De deux choses l’une, soit les islamistes actuellement au pouvoir en Turquie sont d’avis que le coup d’Etat contre le président Morsi en Egypte était également dirigé contre eux, soit c’est l’impression qu’ils s’efforcent par tous les moyens de donner aux observateurs extérieurs. Mais qu’importe de le savoir puisque tout est affaire de perception. En l’occurrence, les deux scénarios produisent les mêmes résultats.
Il est certain que les dirigeants de l’AKP [le parti islamiste au pouvoir] et les islamistes du mouvement Gülen [Fethullah Gülen est un penseur et homme d’affaires islamiste turc] ont voulu profiter de la victimisation des Frères musulmans en Egypte. Les islamistes turcs ont grandement besoin de se poser en victimes en ce moment.

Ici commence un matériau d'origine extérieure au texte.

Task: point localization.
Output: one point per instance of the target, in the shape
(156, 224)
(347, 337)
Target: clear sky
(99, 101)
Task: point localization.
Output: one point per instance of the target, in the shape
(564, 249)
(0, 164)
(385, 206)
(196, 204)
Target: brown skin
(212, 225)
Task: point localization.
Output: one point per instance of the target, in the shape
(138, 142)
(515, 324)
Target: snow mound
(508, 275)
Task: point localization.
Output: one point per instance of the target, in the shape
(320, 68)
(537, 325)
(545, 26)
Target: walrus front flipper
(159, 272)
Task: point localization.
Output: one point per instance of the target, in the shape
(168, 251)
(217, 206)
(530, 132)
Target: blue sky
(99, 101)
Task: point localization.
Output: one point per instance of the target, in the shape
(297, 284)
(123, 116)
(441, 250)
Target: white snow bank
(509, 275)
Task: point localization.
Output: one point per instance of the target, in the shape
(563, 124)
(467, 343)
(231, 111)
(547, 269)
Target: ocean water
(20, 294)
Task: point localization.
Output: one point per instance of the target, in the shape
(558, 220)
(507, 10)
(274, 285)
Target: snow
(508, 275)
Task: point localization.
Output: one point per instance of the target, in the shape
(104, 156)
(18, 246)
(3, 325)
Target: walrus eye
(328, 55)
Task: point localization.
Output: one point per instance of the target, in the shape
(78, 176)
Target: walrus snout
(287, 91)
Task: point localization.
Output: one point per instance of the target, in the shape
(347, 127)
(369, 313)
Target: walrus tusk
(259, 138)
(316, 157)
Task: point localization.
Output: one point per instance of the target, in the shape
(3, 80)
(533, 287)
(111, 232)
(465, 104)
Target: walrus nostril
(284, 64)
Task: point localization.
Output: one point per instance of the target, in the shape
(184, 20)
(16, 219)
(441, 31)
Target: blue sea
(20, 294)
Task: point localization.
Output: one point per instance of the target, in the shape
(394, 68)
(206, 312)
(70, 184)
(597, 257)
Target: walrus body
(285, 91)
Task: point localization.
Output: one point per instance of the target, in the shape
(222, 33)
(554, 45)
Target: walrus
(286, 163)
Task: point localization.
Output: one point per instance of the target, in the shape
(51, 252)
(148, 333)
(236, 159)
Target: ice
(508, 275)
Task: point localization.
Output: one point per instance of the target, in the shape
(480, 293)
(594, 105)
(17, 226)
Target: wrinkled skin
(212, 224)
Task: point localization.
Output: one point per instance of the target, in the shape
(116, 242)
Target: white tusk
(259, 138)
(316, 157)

Leur première réaction face à l’explosion sociale du parc Gezi [en juin] – qu’ils ont eux-mêmes provoquée par les violences policières – a été de faire croire qu’il s’agissait d’un complot international contre le pouvoir de l’AKP. Ils ont tenté de se faire passer pour des victimes afin de discréditer les manifestants. Nul doute que cela permettait à ces prétendues victimes d’éviter tout débat avec ceux qui voulaient parler des errements de leur gouvernement.
“Nouvel ordre”. Le coup d’Etat en Egypte a sévèrement touché le gouvernement islamiste turc. Morsi et les Frères musulmans étaient politiquement et économiquement des partenaires stratégiques de l’AKP. En transférant le processus électoral et leur expérience démocratique d’“islamistes modérés” à l’Egypte et aux Frères musulmans – un important courant allié –, les dirigeants de l’AKP avaient l’occasion de renforcer leur propre pouvoir.

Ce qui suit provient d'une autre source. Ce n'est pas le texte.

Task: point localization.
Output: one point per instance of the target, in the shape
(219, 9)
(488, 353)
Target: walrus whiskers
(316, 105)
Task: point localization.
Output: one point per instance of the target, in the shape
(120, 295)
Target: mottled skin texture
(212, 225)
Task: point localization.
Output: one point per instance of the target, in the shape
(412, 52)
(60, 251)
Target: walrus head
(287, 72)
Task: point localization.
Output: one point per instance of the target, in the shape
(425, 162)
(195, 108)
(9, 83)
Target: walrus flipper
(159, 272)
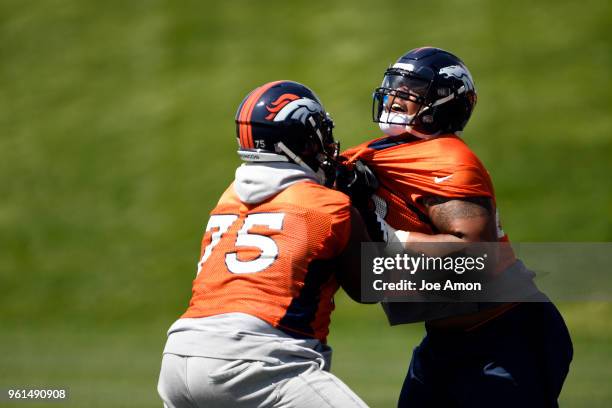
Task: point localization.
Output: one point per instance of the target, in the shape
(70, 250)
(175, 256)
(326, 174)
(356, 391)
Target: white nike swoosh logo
(441, 179)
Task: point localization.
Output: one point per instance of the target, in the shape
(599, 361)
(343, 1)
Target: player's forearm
(433, 245)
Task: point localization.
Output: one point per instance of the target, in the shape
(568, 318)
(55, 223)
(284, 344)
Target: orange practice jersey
(274, 260)
(410, 170)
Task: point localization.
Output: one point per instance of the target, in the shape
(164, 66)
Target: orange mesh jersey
(409, 170)
(274, 260)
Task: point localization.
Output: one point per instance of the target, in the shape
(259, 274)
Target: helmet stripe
(247, 111)
(241, 119)
(239, 124)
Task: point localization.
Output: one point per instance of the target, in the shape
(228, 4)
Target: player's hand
(357, 181)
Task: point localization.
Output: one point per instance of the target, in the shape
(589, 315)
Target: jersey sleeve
(338, 210)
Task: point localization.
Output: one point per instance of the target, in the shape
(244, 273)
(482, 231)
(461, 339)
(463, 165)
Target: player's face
(395, 103)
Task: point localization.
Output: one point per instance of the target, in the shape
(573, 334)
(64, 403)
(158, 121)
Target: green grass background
(117, 137)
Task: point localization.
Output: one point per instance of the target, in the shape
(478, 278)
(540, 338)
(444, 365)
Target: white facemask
(395, 124)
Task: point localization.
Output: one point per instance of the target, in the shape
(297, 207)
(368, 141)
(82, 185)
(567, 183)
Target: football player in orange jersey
(433, 188)
(276, 247)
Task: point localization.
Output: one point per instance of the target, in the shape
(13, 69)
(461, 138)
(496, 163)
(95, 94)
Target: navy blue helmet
(436, 81)
(285, 121)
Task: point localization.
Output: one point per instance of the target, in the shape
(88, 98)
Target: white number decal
(222, 222)
(269, 249)
(267, 246)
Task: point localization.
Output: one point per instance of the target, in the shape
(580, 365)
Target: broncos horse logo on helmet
(285, 121)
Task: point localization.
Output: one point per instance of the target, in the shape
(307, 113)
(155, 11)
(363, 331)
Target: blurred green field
(117, 136)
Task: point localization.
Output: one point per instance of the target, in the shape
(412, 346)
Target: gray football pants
(202, 382)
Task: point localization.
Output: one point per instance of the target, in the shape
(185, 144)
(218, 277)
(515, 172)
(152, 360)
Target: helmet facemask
(400, 91)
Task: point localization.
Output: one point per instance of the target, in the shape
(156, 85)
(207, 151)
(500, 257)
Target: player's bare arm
(470, 219)
(464, 220)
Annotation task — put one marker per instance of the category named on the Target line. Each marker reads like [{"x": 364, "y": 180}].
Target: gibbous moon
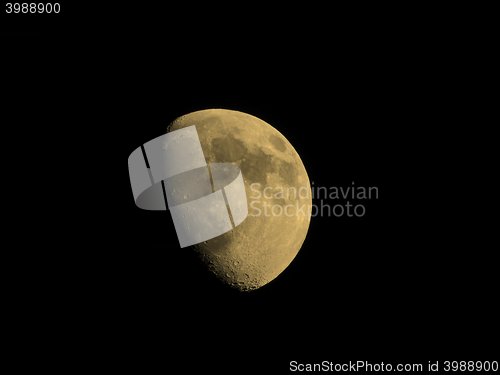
[{"x": 278, "y": 195}]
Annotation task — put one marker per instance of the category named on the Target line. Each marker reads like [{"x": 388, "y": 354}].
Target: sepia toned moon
[{"x": 278, "y": 194}]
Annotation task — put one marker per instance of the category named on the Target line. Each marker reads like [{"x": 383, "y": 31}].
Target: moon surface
[{"x": 278, "y": 196}]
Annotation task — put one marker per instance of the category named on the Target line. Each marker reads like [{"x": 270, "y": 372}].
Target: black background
[{"x": 390, "y": 102}]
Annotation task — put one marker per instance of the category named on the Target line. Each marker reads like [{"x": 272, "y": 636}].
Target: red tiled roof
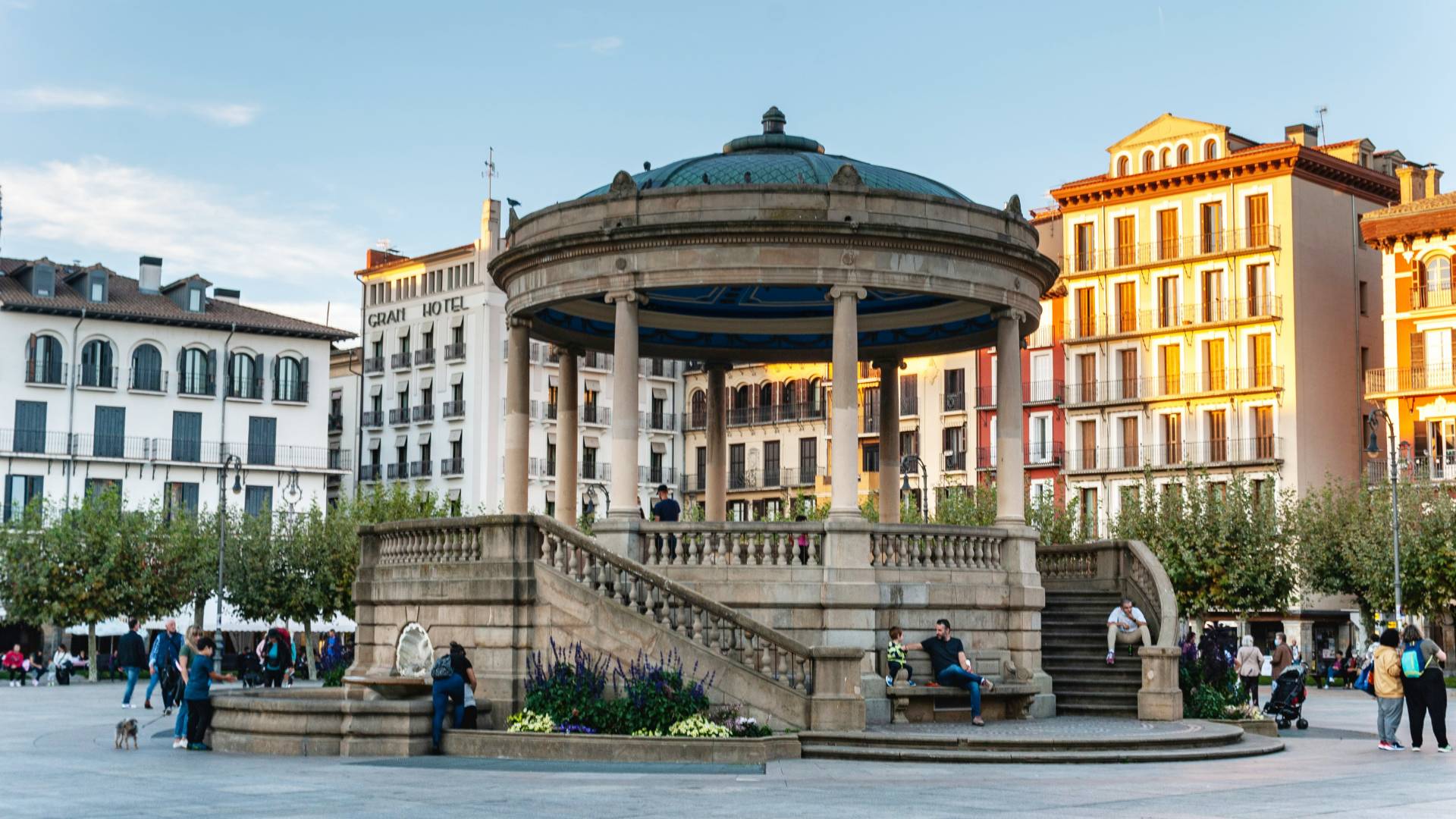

Leur influence ne s’arrêtait pas là. Dans le cadre d’un accord conclu en octobre 2012, la Turquie avait offert un prêt de 1 milliard de dollars sur cinq ans, dont le remboursement ne commencerait que la quatrième année. L’attribution de ce prêt au moment même où l’Egypte se débattait pour obtenir 4,8 milliards de dollars auprès du Fonds monétaire international montre bien l’importance de l’Egypte pour la Turquie.
L’Egypte des Frères musulmans devait jouer un rôle clé dans l’établissement du “nouvel ordre” que le ministre turc des Affaires étrangères, Ahmet Davutoglu, avait l’intention d’installer au Moyen-Orient. A cet égard, le coup d’Etat égyptien a véritablement eu l’effet d’une bombe pour le gouvernement de l’AKP. Le Premier ministre, Tayyip Erdogan, a interrompu ses vacances et est immédiatement retourné à Istanbul afin d’évaluer avec ses ministres la gravité de la situation.

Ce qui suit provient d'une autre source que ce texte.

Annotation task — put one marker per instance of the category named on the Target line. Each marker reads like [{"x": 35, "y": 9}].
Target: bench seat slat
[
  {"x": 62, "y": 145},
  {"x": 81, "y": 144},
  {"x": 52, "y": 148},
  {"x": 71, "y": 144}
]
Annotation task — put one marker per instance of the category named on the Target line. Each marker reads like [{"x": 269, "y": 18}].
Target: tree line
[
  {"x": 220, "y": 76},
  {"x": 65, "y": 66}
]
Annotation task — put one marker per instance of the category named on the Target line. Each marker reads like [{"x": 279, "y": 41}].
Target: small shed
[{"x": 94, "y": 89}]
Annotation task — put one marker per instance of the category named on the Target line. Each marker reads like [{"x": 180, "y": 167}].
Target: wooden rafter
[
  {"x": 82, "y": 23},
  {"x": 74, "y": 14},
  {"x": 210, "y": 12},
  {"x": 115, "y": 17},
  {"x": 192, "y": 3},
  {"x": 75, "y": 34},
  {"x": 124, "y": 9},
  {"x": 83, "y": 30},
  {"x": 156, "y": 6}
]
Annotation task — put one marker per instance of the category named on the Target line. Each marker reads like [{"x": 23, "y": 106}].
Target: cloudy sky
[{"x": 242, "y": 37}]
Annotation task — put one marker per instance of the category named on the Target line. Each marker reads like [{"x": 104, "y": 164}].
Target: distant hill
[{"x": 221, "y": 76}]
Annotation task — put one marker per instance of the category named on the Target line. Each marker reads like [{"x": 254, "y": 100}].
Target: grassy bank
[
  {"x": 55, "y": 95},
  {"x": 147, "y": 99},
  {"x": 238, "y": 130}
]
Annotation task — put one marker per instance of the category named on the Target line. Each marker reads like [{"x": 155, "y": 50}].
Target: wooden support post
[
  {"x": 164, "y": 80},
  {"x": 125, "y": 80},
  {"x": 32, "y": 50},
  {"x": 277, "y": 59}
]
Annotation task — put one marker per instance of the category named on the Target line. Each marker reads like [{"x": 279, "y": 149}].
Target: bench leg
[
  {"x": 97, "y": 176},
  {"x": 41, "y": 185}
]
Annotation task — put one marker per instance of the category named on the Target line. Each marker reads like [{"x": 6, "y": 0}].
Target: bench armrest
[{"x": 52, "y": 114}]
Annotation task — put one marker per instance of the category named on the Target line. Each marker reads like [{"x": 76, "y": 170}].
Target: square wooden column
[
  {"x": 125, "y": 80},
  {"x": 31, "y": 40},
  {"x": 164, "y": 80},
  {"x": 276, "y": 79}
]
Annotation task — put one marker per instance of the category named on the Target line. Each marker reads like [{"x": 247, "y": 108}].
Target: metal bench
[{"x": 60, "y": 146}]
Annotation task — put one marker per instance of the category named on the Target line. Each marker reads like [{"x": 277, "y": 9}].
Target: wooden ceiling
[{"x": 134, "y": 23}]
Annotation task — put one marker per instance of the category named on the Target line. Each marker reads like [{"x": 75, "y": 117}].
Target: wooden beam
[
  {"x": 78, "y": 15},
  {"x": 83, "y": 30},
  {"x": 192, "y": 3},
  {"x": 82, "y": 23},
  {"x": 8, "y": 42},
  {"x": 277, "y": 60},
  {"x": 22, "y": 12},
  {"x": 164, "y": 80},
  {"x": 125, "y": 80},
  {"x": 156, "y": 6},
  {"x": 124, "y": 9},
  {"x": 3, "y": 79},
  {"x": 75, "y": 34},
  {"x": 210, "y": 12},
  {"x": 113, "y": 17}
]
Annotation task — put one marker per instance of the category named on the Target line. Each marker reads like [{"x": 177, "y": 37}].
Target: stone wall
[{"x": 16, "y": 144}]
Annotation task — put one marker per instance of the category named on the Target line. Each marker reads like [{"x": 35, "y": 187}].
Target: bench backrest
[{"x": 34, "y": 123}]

Lors de sa tournée de septembre 2011 dans des pays arabes comme l’Egypte, la Libye et la Tunisie, Erdogan avait pourtant prôné le sécularisme à chacune de ses étapes. Personne n’avait écouté ses judicieux conseils à propos de l’Egypte, et lui-même n’a pas suivi ses recommandations dans son propre pays.
S’il avait défendu le sécularisme en Turquie, il n’y aurait jamais eu de manifestations à Gezi. Voilà en résumé ce qui s’est passé en Egypte et en Turquie : les références islamistes de l’AKP et des Frères musulmans ne leur ont pas suffi à gouverner des sociétés profondément diverses et complexes. Ils auraient dû faire appel à des références extérieures à leur culture politique telles que le pluralisme et la participation.